1/ Un site contraignant sensible à l'érosion : de fortes pentes et des

formations édaphiques majoritairement meubles

a/ Une topographie accidentée...

Une des caractéristiques majeures du site de La Paz est sa topographie accidentée. En effet, outre

l'omniprésence des pentes fortes, le relief présente bien souvent un aspect déchiqueté. Certains

secteurs de la Cuenca peuvent connaître des pentes allant jusqu'à 70° notamment à Villa Fatima ou

à Alto Obrajes (Gozalvez, 1996). Dans la Zona Sur, apparaissent les structures de relief les plus

lacérées comme l'attestent les nombreuses quebradas (gorges, ravines) et cheminées de fée (Figures

10 et 11).

El Alto quant à elle, ne présente guère de telles contraintes topographiques. Dans son ensemble, la

surface de El Alto est légèrement inclinée du Nord-Est vers le Sud-Ouest et les déclivités ne

dépassent pas localement 10° dans les secteurs de l'aéroport et de Alto Lima (Gozalvez).

b/ ...qui s'explique par des soubassements meubles facilement érodables :

D'un point de vue géologique, trois grandes unités se distinguent (Figure 9) : le soubassement du

socle, les sédiments de l'altiplano et les dépôts contemporains de l'érosion de la vallée de La Paz,

ces deux derniers étant composés de matériaux peu consolidés (Ballivian, 1978 et Malatrait 1983).

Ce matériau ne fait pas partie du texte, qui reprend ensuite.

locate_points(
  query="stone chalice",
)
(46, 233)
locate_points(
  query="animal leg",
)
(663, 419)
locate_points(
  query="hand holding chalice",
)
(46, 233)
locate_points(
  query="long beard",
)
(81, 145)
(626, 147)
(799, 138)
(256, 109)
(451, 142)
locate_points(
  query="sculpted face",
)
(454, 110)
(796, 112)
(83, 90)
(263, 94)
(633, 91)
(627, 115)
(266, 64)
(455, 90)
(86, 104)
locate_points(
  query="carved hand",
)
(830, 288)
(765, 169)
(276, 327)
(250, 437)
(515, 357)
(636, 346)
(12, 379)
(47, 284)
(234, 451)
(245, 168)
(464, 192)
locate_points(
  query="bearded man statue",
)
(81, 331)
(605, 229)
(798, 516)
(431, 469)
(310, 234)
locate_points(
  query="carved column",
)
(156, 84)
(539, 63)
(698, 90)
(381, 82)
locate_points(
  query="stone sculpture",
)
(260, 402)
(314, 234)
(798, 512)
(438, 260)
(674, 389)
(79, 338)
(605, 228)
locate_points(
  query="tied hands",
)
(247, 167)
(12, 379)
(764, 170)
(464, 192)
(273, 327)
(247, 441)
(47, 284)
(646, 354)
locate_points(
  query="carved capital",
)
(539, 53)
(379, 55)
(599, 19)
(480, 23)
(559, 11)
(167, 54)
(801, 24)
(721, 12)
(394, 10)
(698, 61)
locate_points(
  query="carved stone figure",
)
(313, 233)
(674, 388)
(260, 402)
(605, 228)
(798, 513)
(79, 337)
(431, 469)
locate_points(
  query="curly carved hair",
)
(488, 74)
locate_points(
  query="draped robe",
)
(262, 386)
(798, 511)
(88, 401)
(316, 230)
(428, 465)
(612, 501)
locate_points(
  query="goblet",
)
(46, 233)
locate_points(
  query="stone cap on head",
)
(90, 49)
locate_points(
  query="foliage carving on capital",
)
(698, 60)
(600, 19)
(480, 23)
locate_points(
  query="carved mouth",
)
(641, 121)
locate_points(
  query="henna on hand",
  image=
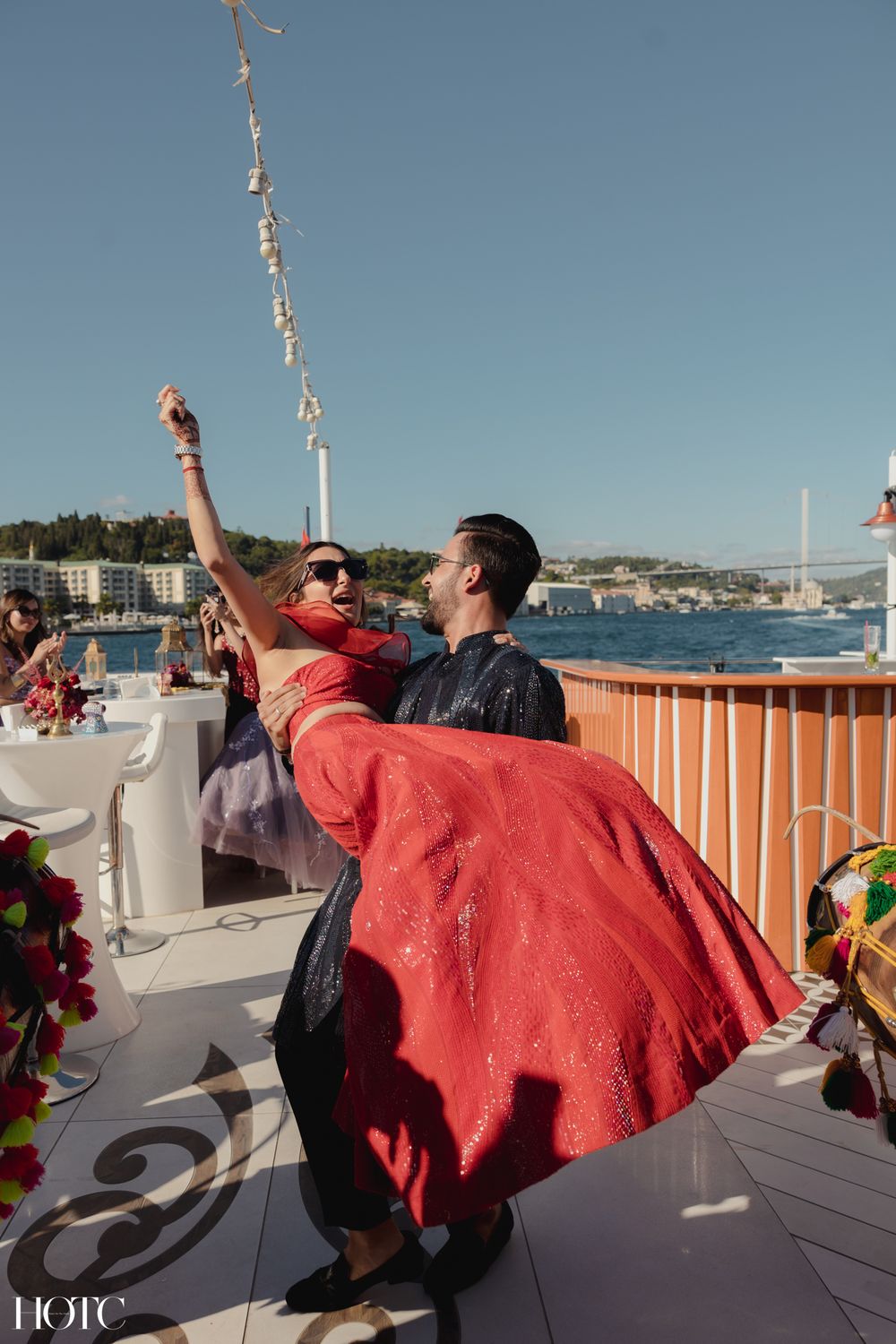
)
(175, 417)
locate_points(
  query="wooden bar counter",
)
(729, 758)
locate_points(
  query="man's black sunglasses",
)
(330, 570)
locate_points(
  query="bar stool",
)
(58, 827)
(121, 940)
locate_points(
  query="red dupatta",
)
(327, 625)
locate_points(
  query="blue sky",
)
(624, 271)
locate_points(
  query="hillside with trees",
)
(153, 540)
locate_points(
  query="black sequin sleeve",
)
(527, 702)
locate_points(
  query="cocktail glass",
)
(872, 648)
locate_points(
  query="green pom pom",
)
(39, 849)
(882, 898)
(18, 1133)
(16, 916)
(884, 862)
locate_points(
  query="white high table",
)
(80, 771)
(163, 866)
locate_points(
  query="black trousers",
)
(312, 1064)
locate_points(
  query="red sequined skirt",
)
(540, 964)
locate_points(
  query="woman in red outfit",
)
(538, 962)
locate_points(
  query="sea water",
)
(685, 642)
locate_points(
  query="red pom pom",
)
(840, 961)
(15, 1161)
(15, 1101)
(15, 846)
(39, 962)
(72, 909)
(37, 1088)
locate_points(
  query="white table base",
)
(80, 771)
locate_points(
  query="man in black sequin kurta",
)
(476, 685)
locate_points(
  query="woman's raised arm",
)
(260, 620)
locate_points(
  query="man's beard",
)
(441, 609)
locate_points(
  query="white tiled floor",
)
(754, 1215)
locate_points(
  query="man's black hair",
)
(506, 553)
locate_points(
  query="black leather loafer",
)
(465, 1257)
(330, 1288)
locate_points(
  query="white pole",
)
(891, 577)
(804, 556)
(327, 510)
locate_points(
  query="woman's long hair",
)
(284, 580)
(11, 599)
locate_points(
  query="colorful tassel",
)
(857, 909)
(18, 1132)
(887, 1123)
(15, 846)
(820, 952)
(863, 1104)
(839, 1032)
(840, 961)
(882, 898)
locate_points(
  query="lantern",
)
(94, 661)
(174, 660)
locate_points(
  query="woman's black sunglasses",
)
(328, 570)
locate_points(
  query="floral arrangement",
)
(37, 941)
(177, 675)
(861, 895)
(42, 706)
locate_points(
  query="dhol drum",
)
(852, 941)
(43, 964)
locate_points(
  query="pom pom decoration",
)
(836, 1085)
(38, 851)
(837, 1030)
(13, 910)
(35, 908)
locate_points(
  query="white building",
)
(169, 586)
(559, 599)
(137, 588)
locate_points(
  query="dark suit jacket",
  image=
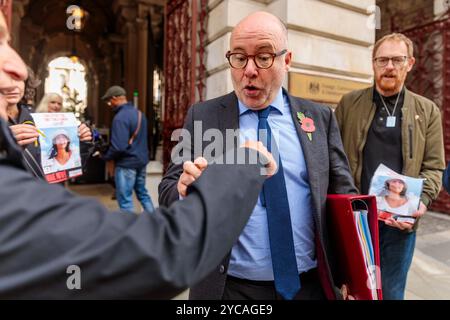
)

On comprend ainsi que l'action de l'érosion ait pris toute son ampleur lors du creusement de la

vallée de La Paz dans les formations de l'altiplano, par le Rio Choqueyapu. Ce dernier, affluent du

Rio Beni, a coupé la Cordillera Real (Cordillère Royale) au Nord par érosion régressive, et ses

alluvions furent transportées jusqu'à la vallée de l'Amazone et l'Atlantique.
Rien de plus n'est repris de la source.